TURNING THE TABLES. North slams Congress for its `fickle' contra policy
Washington
Displaying some of the steely determination that served him so well as a marine, Lt. Col. Oliver North sought to turn the focus on the Iran-contra hearings onto Congress itself. It remains unclear, however, whether that determination served him well as a public servant.
In three days of hearings, Colonel North has attempted to shift part of the responsibility - and much of the blame - for the Iran-contra affair onto others.
North admitted that he had been willing to accept much of the blame for the Iran-contra affair himself, in order to give the Reagan administration ``plausible deniability'' in the event the affair ultimately came to light.
But, he said, he changed his mind once an independent counsel, or special prosecutor, began investigating possible criminal violations of the law.
``I know that when I heard the words ... criminal investigation ... then my mind-set changed considerably.''
In sworn testimony, North continued to widen the circle of those in the Reagan administration with knowledge of the secret arms sales to Iran and clandestine support for the contras.
And he blamed Congress for failing to support the contras, claiming that legislative-branch indecision forced others to take extraordinary measures in support of the contras - measures that, North claimed, were ultimately in defense of freedom in the United States itself.
Although professing to hold Congress ``in awe,'' North blamed lawmakers for a ``fickle, vacillating, unpredictable'' policy toward the contras.
``I suggest to you that it is the Congress which must accept the blame in the Nicaraguan freedom-fighter matter,'' he charged.
And, he told the 26 members of House and Senate committees jointly investigating the affair, ``Of one thing I am certain, [it] is that you will not investigate yourself in this matter.''
The tenor of North's remarks suggested that he was looking beyond the hearings and preparing to present himself as a sympathetic defendant in possible criminal proceedings that may be brought by special prosecutor Lawrence Walsh.
North framed the Iran-contra affair - more starkly than anyone before him had - as an outright clash between the executive and legislative branches, between the imperative for acting and the proclivity to waffle, and, ultimately, between the East and the West.
Led through a morning of sympathetic questions by George Van Cleve, the House panel's minority counsel, North warned that the Soviets are intent on establishing a communist beachhead in Nicaragua that will later be used as a springboard against the US.
``The Soviets desperately want to achieve the consolidation of a Soviet client state on the mainland of this hemisphere,'' he warned. The consequences, he said, would be ``disastrous'' for the US.
The morning session yesterday was briefly disrupted when two young men, Michael Kreis and Michael Vardoff, tried to unfurl a bed sheet with the words, ``Ask about cocaine smuggling'' - a reference to allegations that aircraft used to resupply the contras in Nicaragua had also been used to smuggle drugs back to the US.

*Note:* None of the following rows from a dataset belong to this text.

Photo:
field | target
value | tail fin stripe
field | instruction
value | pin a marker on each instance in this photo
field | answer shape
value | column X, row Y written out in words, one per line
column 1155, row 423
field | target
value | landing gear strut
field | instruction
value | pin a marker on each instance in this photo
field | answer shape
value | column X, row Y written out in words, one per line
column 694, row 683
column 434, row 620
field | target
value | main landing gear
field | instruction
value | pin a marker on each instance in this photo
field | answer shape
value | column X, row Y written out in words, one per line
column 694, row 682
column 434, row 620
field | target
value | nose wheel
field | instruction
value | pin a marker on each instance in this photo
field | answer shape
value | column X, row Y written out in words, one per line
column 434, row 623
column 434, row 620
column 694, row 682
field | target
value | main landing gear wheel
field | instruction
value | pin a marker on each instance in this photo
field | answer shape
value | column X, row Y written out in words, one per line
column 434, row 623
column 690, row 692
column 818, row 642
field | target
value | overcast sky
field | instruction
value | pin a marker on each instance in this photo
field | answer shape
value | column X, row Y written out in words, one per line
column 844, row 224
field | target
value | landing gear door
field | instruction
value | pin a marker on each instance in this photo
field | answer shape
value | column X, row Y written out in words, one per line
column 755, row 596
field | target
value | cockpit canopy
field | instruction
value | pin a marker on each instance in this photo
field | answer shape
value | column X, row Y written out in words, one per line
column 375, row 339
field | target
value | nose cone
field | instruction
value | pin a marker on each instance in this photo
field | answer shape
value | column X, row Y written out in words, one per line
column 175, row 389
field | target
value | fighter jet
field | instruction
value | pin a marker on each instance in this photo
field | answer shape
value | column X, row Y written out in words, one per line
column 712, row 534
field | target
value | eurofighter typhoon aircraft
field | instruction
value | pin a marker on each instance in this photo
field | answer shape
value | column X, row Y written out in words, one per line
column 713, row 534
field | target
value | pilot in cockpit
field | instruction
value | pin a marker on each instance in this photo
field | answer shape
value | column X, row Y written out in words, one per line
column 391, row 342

The two were hustled away by Capitol police, and are expected to be arraigned on charges of disrupting a congressional hearing and demonstrating within a Capitol building.
But North, by his lights, had never resorted to such extralegal acts of defiance. On the contrary, he claimed to have acted at all times within the law.
He testified that he was under the impression that congressional restrictions against ``direct or indirect'' support for the contras by any US intelligence agency did not apply to the National Security Council, where North was a staff member.
``I did not view, nor did my superiors view, that the National Security Council was covered by Boland,'' he said. ``Boland'' refers to the Boland amendments, the the web of congressional restrictions on aid to the contras.
That claim, however, is in stark contrast to the view of North's former boss, one-time national-security adviser Robert C. McFarlane, that the NSC was covered by the Boland restrictions.
That is only one of a number of contradictions between North testimony and that of other witnesses before the committees.
North has implied that among the senior administration officials who knew of his covert operations were Attorney General Edwin Meese III, Secretary of State George Shultz, and Assistant Secretary of State Elliott Abrams. All have denied those claims.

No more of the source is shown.